Данила радостно приветствовал Камила и его свиту, едва не прослезившись – настолько он гордился своей сопричастностью к победе мальчишки. Данила вёл себя слишком весело для гордеца, который ещё месяц назад был с позором пленён и унижен Хмудгардом на переговорах у стен. Камил помнил, как выглядел Горнич – как побитая собака, смирившаяся со своей страшной участью. Данила проявил своё смирение даже когда княжеские гвардейцы выкололи уши его черноволосой дочке. После подобных бесчестий воинственные гордецы вроде Горнича вспарывают себе брюхо ножом или лезут в петлю. Однако Данила не подумал даже проявить молчаливость, устыдившись при встрече с Камилом.

И черноволосая чернобровая красавица-девица с выколотыми ушками приветствовала Миробоича. Она церемониально поклонилась, выразив признательность за то, что Камил уничтожил войско мерзавца Хмудгарда – ей доставил немало радости покачивающийся от ветра труп воеводы, украшавший теперь ворота родового имения Миробоичей. Камил мягко улыбнулся и одобрительно кивнул в ответ.

-- И как у вашей бедняжки дела? – спросил он у Данилы. – Её речь достаточно чиста и благозвучна для оглушённой. Ведь обычно те мычат…

-- У «бедняжки» дела идут исключительно хорошо! -- ответила девушка, и Камил осознал – Савохич накормил всю семью Горничей Плесенью. Их род отныне принадлежал Грибному Богу.

-- Ваши уши исцелились после чудовищных травм, что нанесли вам головорезы Хмудгарда? – спросил Камил.

-- Мне открылась Истина, -- ответила девица. – И могущественный Грибной Бог, ответив на мои мольбы в отличие от выдуманного христианского, вернул мне слух!

-- Я очень рад, что всё обернулось так хорошо, -- ответил Камил.

-- Мы с Геллой уже помолвлены, -- добавил Савохич. – И, по завершению этой войны, намерены устроить свадьбу. Надеюсь, мой Царь благословит нас в этом начинании?

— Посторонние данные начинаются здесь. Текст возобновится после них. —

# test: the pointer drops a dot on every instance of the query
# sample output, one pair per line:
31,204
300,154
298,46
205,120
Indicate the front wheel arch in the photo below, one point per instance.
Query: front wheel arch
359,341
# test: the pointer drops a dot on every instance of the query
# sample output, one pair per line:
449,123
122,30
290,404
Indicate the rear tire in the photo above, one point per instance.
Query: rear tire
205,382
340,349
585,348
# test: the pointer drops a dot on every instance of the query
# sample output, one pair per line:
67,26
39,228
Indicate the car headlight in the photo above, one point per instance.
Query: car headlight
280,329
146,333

Камилу с трудом удалось сохранить спокойное лицо. Дочка была явно наследницей Горнича – за неимением мальчиков в сыновьях Данилы. А это значило, что Савохич заполучит после этой свадьбы всё баронство Горничей, разумеется, после смерти Данилы. Но Лют назвал Камила «моим Царём», да и вообще являлся самым верным союзником, принёсшим пользы больше всех прочих, и поэтому Камил не сумел отказать в благословлении.  

-- Устроим по этому поводу большой пир и турниры в Серебряном Перевале, -- сказал Миробоич. -- Будет отличный повод созвать всех баронов Царства для знакомства и заведения дружбы!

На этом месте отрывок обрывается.